Electronic health records are being gathered on a massive scale. Hard and software manufacturers are merging and promise data mining tools that will help predict and intervene to achieve better outcomes. The hope is well alive, and enormous methodological progress is being made that can help deliver the causal effects. Reliable work is not a matter of quick and dirty however. In observational studies, the challenge of adjusting appropriately for the necessary confounders - especially in the time-varying setting- can be formidable. This adds greatly to the appeal of the alternative instrumental variables approach which mimics randomization based inference. In practice, that seemingly simple approach must meet serious challenges of its own. First, justification of the instrumental variable properties is rarely obvious. Second, there is a plausible or at least workable causal model to propose and third unbiased inference to draw. We develop such an approach when the goal is to model risks and discover interventions that might change them. We thus study the effect of Cox-2 inhibitors on the risk of gastro intestinal bleeding and discuss the evaluation of quality of care in cancer centers. Lessons learned carry through when Mendelian randomization provides the `ideal' instrument.

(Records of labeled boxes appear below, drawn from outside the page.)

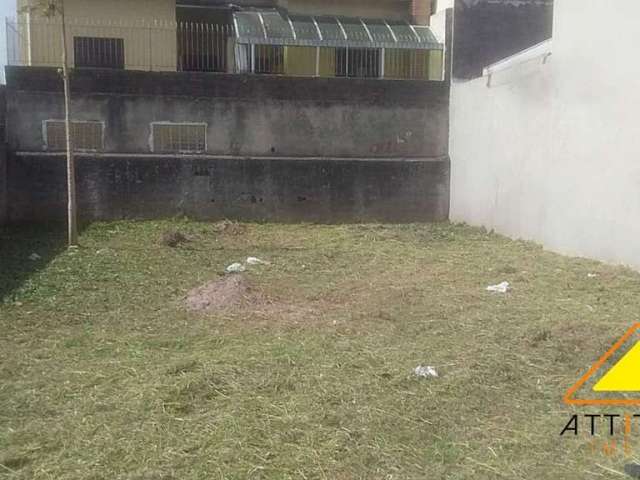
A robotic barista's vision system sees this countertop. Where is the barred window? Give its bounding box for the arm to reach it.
[73,37,124,70]
[44,120,104,152]
[151,122,207,153]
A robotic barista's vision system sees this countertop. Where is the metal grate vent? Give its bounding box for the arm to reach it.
[151,122,207,153]
[44,120,104,152]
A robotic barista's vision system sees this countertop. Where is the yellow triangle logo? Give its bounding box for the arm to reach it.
[564,323,640,406]
[593,342,640,392]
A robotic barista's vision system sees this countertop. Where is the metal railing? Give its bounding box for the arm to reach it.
[6,19,442,80]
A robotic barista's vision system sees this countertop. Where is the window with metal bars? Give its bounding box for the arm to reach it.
[151,122,207,153]
[254,45,285,75]
[43,120,104,152]
[336,48,380,78]
[73,37,124,70]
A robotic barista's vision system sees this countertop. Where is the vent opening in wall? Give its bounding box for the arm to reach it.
[150,122,207,153]
[43,120,104,152]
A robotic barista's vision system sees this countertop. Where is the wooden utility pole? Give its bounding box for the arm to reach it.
[58,0,78,247]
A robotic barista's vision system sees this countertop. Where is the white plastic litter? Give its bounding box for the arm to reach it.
[225,263,247,273]
[413,365,439,378]
[247,257,271,266]
[487,282,511,293]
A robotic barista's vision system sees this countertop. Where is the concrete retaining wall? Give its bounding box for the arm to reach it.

The talk will refer to joint work with Manoochehr Babanezhad and Stijn Vansteelandt.
 
Aad van der Vaart (Vrije Universiteit Amsterdam) joint work with James Robins, Eric Tchetgen, Ling-ling Li (Harvard University):
Estimating a treatment effect when many covariates must be taken into account
 
When responses are missing or when estimating a causal effect from observational data, it may be necessary to include a large number of covariates in the analysis. Lacking information on how exactly these covariates influence the effect of the treatment
or the pattern of missingness in the data, one may opt for semiparametric or nonparametric models. A univariate treatment effect or other numerical parameter may still be estimable at the usual level of statistical precision, provided the nonparametric
parts of the model can be estimated sufficiently well. We shall review classical semiparametric estimation methods for this purpose, based on influence functions for the
parameter of interest. We next discuss the limitation of these methods in situations with really many covariates, and propose a solution using higher-order estimating equations.
We end up with estimators with lower (but optimal) order of statistical precision, which however are guaranteed to work under fewer unverifiable a-priori assumptions.